L’acte de naissance de cette figure nouvelle, on le trouve dans la littérature de la Renaissance. Ce sont les Essais de Montaigne, les héros tourmentés, puissamment méditatifs que Shakespeare pousse sur les planches et dont les soliloques illuminent toujours notre aventure –
“Être ou ne pas être. La vie est une ombre qui passe. Tous les hier ont éclairé pour des fous les chemins de la poudreuse mort.” Et le pauvre Don Quichotte expérimente à ses dépens le désenchantement du monde. La lenteur des sociétés d’Ancien Régime a permis aux hommes nouveaux des États-nations européens d’opposer au pouvoir central, en pensée, d’abord, puis la pique à la main, bonnet phrygien en tête, les exigences qui étaient les leurs – égalité formelle, liberté d’expression, aspiration au bonheur. 
Le régime soviétique est sorti d’une insurrection, conduite dans le contexte apocalyptique de la Grande Guerre. Il a disputé sa jeune existence à la réaction blanche, appuyée par les alliés d’hier. Il ne pouvait faire face aux périls dont il était cerné qu’à la condition de se porter, le plus vite possible, à la hauteur des standards technologiques dominants. L’industrie lourde, à laquelle il a sacrifié la paysannerie, a assuré sa survie lorsque, en 1941, il affronte la pire calamité qu’on ait vue sur la terre, les forces armées terrifiantes, irrésistibles, jusque là, de l’Allemagne nazie. Mais le Soviet suprême se soucie assez peu de traiter les citoyens de l’Union avec les ménagements, le respect, l’attention que réclament des hommes de notre temps. L’arbitraire, le mensonge éhonté, les mesures policières, les exécutions sommaires, la déportation de masse sont des procédés courants.
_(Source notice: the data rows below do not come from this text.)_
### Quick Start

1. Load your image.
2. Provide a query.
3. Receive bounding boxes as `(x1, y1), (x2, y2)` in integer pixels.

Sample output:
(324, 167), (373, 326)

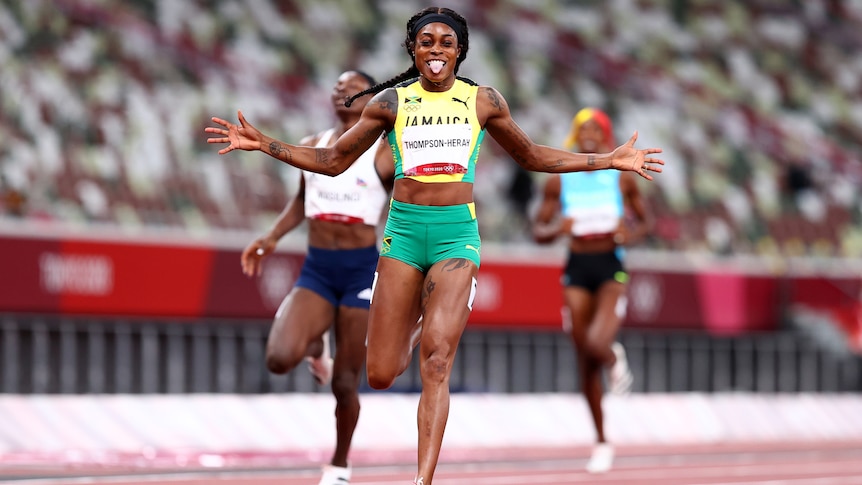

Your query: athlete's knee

Il suffira d’une pitoyable tentative de coup d’État, dans l’été 1991, pour que le système, ossifié, haï, tombe en poussière.

Notre culture présuppose, avec toutes les autres, une distinction entre les choses sensibles et celles de l’esprit. Mais elle revendique la totalité de celles-ci, sans rien céder, comme l’animisme ou le totémisme, aux bêtes, aux plantes, aux roches. Le sens du monde n’est que de nous et se livre, de préférence, à des esprits affranchis des préjugés, des affects qui pourraient altérer l’idée pure de la chose, le concept. La France est ce pays où la littérature a été élevée au rang d’une religion. De l’instant qu’elle se constitue comme ensemble territorial réuni sous un pouvoir central, on y tient pour important d’obtenir une version approchée, scintillante, hérétique, le plus souvent, de la réalité. Pas d’événement, de fait, de trouble, de grand dessein, d’espérance qui n’ait trouvé son expression précise. Or, ce qui se passe ne suit pas le même cours selon qu’on le pense avec le plus grand soin ou qu’il s’exerce à notre insu, dans l’ombre. Nous ne serions pas les mêmes si nous n’avions pas contracté l’habitude d’examiner attentivement notre conduite dans toutes les cir-constances de la vie, et jusqu’aux plus ordinaires ou triviales. L’égalité ne serait pas notre passion dominante si Rousseau ne s’en était fait l’émouvant et limpide interprète, l’intolérance odieuse et la bêtise intolérable, sans Voltaire et Flaubert, le monde aussi riche et beau si des âmes sensibles n’avaient inventorié, la plume à la main, sans relâche ni cesse, ses profondeurs étagées, ses abîmes, ses miracles, son mystère profus. Le meilleur de ce que nous avons, la littérature l’a porté dans le registre explicite qui est le sien. Nous sommes deux fois, par le fait mais, aussi, en connaissance de cause à compter de l’instant où nous disposons du commentaire de nos jours, le nôtre et ceux d’avant, qui le fondent, le contraignent et l’expliquent.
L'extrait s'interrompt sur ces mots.